Tactical forces are descending upon Massachusetts. What is the existential threat that brought this about? A hunt for the undocumented among us.
WBUR reported last week that “SWAT-like immigration officers” are in Boston, and possibly will be coming to other parts of Massachusetts. Acting Immigration and Customs Enforcement (ICE) director Matthew Albence told the news agency that the tactically-trained officers will be in Boston due to “resource challenges stemming from sanctuary city policies.”
What are those challenges exactly? According to Albence, because local communities have policies disallowing local police and jails to hand over anyone ICE asks for, those people — if they have not committed crimes — are released back into the community. “When sanctuary cities release these criminals back to the street, it increases the occurrence of preventable crimes, and more importantly, preventable victims,” Albence said.
If they were criminals, they would need to be convicted in our justice system. What has happened is our country has criminalized seeking sanctuary from violence abroad or simply being from another country.
Our immigration enforcement officials are crossing the line into becoming a jack-booted army of those seeking vigilante “justice.” The time really has come to abolish this out of control agency, an arm of the executive branch which has no meaningful check or balance.
History is full of these ugly scenes — leaders abusing law enforcement powers to scapegoat minorities. If this is how ICE is going to be used, it becomes easier and easier to justify the calls to eliminate the agency — a relatively new force established in 2003 under then-President George W. Bush as an expansion of the security state. It didn’t take long for it to get corrupted to the point where the most militarized elements are being used in our own cities — which just happen to be passing ordinances in opposition to the edicts of our current president.
Massachusetts U.S. Rep.

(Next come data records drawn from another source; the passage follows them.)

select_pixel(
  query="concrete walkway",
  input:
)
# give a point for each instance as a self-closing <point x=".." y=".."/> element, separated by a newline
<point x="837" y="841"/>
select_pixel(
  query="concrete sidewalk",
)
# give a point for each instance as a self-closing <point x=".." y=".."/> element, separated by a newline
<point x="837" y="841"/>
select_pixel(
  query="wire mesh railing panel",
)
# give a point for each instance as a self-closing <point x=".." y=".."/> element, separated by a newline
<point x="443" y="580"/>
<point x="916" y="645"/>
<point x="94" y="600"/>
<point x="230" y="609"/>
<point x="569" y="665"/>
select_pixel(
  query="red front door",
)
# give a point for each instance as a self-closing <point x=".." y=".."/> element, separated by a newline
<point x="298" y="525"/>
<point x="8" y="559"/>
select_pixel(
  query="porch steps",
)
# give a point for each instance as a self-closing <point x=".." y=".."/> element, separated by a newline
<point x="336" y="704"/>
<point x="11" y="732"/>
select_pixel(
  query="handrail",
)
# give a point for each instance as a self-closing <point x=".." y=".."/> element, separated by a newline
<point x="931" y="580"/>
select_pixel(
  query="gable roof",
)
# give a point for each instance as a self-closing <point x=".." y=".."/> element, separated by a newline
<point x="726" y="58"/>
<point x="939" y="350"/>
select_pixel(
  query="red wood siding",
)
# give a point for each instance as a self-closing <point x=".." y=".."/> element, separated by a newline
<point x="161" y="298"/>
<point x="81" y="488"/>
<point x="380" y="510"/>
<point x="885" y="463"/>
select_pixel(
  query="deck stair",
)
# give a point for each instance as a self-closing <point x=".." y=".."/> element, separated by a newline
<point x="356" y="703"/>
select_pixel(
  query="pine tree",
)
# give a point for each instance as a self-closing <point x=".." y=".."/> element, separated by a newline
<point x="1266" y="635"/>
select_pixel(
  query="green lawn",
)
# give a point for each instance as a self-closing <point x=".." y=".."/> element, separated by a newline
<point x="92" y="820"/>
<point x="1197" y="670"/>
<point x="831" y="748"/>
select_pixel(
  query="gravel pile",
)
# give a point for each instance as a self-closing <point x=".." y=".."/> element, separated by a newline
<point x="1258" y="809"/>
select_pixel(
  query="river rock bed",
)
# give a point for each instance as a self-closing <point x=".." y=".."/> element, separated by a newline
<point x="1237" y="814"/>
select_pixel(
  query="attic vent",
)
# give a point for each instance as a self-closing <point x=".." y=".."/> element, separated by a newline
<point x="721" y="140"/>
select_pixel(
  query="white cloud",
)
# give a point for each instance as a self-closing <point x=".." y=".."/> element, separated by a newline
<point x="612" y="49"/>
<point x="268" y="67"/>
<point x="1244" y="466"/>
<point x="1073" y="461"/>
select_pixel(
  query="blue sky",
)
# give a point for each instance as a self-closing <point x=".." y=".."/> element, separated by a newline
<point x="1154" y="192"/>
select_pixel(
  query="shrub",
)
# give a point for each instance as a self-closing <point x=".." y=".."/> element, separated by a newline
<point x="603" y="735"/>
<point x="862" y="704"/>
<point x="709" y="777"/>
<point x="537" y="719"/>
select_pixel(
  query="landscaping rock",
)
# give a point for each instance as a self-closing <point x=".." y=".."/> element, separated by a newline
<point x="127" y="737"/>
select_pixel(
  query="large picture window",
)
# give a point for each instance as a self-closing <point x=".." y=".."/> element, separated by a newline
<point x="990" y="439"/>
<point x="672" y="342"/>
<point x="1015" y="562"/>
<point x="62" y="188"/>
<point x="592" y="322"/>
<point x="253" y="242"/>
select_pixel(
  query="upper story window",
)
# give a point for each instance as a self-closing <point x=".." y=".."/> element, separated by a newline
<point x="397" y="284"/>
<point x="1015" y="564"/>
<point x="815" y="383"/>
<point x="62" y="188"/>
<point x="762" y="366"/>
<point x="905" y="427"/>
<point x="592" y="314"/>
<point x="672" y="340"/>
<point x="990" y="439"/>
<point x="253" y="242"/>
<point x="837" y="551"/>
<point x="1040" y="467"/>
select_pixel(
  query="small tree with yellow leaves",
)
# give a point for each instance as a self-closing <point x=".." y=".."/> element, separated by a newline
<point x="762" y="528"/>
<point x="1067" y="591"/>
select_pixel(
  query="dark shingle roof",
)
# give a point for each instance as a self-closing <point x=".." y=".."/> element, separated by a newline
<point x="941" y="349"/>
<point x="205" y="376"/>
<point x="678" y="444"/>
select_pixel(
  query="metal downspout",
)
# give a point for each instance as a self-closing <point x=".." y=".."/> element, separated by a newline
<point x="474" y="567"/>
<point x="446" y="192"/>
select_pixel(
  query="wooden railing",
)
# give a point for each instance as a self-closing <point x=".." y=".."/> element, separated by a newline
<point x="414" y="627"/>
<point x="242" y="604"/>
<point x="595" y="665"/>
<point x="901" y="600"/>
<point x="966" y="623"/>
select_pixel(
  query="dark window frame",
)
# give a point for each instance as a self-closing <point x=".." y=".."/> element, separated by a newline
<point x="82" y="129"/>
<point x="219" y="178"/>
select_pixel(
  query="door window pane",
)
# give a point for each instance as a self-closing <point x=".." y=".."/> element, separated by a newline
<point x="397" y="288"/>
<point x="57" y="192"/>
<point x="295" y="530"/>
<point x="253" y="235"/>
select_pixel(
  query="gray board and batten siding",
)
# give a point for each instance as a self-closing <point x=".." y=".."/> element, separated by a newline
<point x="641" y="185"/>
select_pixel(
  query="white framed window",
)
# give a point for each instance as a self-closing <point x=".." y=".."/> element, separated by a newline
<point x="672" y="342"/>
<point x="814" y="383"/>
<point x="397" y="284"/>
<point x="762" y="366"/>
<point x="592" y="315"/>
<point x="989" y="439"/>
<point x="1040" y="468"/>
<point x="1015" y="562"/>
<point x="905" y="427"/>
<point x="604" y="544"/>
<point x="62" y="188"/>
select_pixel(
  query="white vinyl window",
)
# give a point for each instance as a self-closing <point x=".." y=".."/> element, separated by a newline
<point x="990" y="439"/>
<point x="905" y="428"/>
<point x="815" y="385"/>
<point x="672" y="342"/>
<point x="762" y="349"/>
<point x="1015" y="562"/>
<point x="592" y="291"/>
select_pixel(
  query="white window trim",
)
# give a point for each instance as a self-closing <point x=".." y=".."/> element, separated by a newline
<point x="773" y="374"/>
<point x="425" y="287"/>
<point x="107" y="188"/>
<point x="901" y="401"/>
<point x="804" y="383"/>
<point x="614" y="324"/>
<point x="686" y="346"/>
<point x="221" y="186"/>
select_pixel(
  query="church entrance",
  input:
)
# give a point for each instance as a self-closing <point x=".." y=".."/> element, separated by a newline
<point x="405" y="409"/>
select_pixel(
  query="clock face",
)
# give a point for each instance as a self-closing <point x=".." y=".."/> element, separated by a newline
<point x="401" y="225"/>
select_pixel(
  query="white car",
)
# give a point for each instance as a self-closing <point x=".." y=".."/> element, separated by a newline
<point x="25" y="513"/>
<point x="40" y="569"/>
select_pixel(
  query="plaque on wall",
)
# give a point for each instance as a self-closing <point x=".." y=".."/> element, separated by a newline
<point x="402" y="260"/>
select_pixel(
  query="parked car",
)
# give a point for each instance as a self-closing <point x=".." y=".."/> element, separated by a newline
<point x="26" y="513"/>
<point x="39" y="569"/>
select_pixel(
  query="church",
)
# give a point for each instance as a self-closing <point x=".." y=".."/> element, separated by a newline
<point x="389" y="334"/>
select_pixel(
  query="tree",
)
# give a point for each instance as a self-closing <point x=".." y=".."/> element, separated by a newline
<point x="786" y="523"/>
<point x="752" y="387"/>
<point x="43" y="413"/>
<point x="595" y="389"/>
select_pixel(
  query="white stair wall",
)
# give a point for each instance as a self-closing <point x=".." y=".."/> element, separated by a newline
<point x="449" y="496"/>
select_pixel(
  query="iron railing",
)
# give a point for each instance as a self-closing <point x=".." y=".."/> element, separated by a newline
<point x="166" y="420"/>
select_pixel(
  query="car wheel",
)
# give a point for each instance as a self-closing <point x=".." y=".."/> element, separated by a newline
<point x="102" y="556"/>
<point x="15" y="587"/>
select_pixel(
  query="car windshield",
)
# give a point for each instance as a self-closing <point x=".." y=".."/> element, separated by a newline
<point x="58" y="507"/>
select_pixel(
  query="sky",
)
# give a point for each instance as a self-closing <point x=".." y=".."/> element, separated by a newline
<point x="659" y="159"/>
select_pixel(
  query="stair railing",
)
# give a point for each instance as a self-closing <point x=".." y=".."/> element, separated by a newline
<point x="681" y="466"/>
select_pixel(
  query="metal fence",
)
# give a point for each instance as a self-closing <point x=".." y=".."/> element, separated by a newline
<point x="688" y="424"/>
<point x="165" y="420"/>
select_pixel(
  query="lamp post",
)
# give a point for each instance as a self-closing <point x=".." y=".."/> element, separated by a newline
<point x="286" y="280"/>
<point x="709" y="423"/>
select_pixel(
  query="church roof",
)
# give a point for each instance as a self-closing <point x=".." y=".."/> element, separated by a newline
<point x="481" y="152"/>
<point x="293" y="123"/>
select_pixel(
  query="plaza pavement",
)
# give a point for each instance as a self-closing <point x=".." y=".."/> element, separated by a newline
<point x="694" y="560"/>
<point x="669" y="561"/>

Ayanna Pressley has rightly called out this move for what it is: an intimidation tactic by the Trump administration on those who dare oppose his policy of scapegoating migrants.
“Let us be clear, this move has nothing to do with public safety, but rather serves only to further the Trump Administration’s agenda to intimidate and retaliate against cities that uphold the dignity and humanity of our immigrant neighbors,” Pressley said in a statement.
Freed from any semblance of accountability through the cowardly impeachment acquittal vote of Senate Republicans, Trump now has a free hand to do as he pleases — which includes acts of judicial sabotage with the Justice Department (as seen in calling for a lighter sentence for associate Roger Stone), and now with these tactical ICE squads sent to communities opposed enough to Trump to pass humane immigrant policies.
The New York Times described the elite tactical units deployed in cities across the interior of the U.S. as being equipped with stun grenades and enhanced Special Forces-type training, including sniper certification. Originally, these people were trained to conduct high-risk operations targeting violent drug and weapons smugglers, many with extensive criminal records.
Based on the precedent of the Trump administration eliminating any differentiation between violent criminals and undocumented immigrants, they may be used on people like those who are seeking sanctuary in our own communities — people like longtime undocumented Valley resident Lucio Perez, who was arrested based on a misunderstanding and had charges dropped against him, but is now living in sanctuary in a church in Amherst just to have the chance to see his family.
As was clear in reporting from a 2017 Advocate article on paramilitarized local police forces, turning military-style training inward can do immense damage and is a colossal mistake. When military weapons and training are used against low-level offenders and targets based on immigration or minority status, it gets harder and harder to argue that we don’t have our own version of the Gestapo forming in the United States.